Alors qu’approche le 80e anniversaire de la fin de la Seconde Guerre mondiale, le moment paraît opportun d’évoquer la « Mob » telle que vue, ou plutôt interprétée, par un dessinateur que la presse de l’époque considère comme l’un des meilleurs de Suisse.

Mais d’abord un bref rappel du contexte.

Dans son ordre du jour du 20 août 1945, le Général Guisan prend congé de l’Armée : « C’est aujourd’hui que prend fin l’état de service actif. Instauré à l’ouverture des hostilités avec l’appel des troupes frontières et la mobilisation générale, il cesse après le licenciement du gros de nos forces ». Il précise encore : « Au terme de « mobilisation », je préfère, quant à moi, celui de « service actif ». Parce que « servir », ce fut, pour nous, plus et mieux que « mobiliser » (…) ».

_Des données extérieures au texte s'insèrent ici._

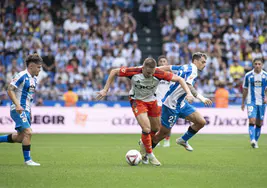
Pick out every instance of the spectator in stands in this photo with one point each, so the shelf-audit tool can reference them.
(70, 97)
(181, 21)
(236, 70)
(49, 64)
(221, 96)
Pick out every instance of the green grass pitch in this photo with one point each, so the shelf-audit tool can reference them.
(225, 161)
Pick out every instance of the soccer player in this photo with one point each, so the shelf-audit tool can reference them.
(20, 91)
(162, 89)
(142, 97)
(176, 106)
(255, 91)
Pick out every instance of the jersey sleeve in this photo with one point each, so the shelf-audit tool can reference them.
(175, 68)
(163, 75)
(191, 76)
(17, 80)
(245, 82)
(129, 72)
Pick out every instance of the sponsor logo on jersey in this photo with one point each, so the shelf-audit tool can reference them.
(144, 87)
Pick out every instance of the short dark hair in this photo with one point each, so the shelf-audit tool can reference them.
(162, 56)
(33, 58)
(257, 59)
(150, 62)
(198, 55)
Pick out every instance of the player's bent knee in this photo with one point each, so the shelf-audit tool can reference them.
(27, 132)
(146, 129)
(202, 122)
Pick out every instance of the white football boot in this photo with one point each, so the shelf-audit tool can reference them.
(183, 143)
(254, 144)
(166, 143)
(143, 152)
(31, 163)
(153, 160)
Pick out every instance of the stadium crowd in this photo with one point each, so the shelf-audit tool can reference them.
(232, 33)
(81, 40)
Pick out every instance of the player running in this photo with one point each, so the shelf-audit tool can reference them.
(162, 89)
(255, 88)
(142, 97)
(20, 91)
(175, 105)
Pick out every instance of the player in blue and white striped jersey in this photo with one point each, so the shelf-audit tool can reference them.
(20, 91)
(175, 106)
(255, 91)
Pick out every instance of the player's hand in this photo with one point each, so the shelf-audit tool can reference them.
(207, 102)
(189, 98)
(101, 94)
(243, 107)
(19, 109)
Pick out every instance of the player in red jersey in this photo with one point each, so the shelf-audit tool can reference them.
(142, 97)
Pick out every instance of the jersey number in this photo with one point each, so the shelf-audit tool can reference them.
(171, 120)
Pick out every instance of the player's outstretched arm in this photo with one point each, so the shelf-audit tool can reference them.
(205, 100)
(244, 96)
(165, 68)
(11, 93)
(189, 96)
(101, 94)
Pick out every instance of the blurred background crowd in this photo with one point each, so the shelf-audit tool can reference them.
(80, 41)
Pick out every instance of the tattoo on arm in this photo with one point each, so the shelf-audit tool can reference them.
(193, 90)
(11, 88)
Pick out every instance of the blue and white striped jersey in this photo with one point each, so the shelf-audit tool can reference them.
(174, 98)
(256, 85)
(25, 85)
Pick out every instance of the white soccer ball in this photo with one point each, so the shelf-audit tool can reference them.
(133, 157)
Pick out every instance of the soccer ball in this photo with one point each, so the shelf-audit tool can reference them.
(133, 157)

Mobiliser pour servir, soit. Mais comme l’avait souligné quelques jours plus tôt un rédacteur du Journal de Genève, ce ne fut ni simple ni facile. « En automne 1939, le soldat de Genève a quitté famille, emploi, affaires, pour répondre à l’appel du Pays. Les mois, les années ont passé ; mobilisations et relèves se sont poursuivies selon un rythme qu’imposait l’extérieur. Jour après jour, nuit après nuit, le soldat de Genève a rempli son devoir. Au sacrifice de ses aises personnelles est venue s’ajouter la perte de son revenu, de son emploi, de sa clientèle, de ses affaires, l’endettement, etc. Autant de soldats, autant de cas différents, autant d’hommes tourmentés et de familles dans l’angoisse ». (1)

Et pourtant, malgré ces circonstances difficiles et un avenir incertain, l’auto-dérision n’a pas totalement disparu. Les vertus du rire pour conjurer la peur ou supporter les épreuves du moment sont bien connues : le dessinateur Paul Eberbach (1897-1977), alias Minouvis, le démontre par ses illustrations.

Cet ingénieur de formation s’est très tôt fait un (sur)nom en publiant dès 1916 dessins humoristiques et autres caricatures dans Le Papillon. Il contribue ensuite régulièrement à divers titres de presse, en particulier L’Illustré, sans oublier d’autres publications, tel l’Almanach de la Gaîté, de Genève, en 1951. Au début des années 50, il rejoint la « Confrérie des caricaturistes romands », avec entre autres Leffel, Pierrix et Petitmaître. Ces artistes organisent des expositions à Lausanne en 1951 et 1952. (2)Le style de Minouvis, l’allure de ses personnages sont facilement reconnaissables : touristes ou campeurs, couples d’amoureux, armaillis et paysannes en costume sont tout en rondeurs, souriants voire hilares, dans une forme resplendissante. Les situations mises en scène respirent l’optimisme, la bonne humeur, une gentillesse qui frôle la naïveté. Page d’humour, page gaie, page drôle : c’est ainsi que sont présentées ses contributions aux journaux.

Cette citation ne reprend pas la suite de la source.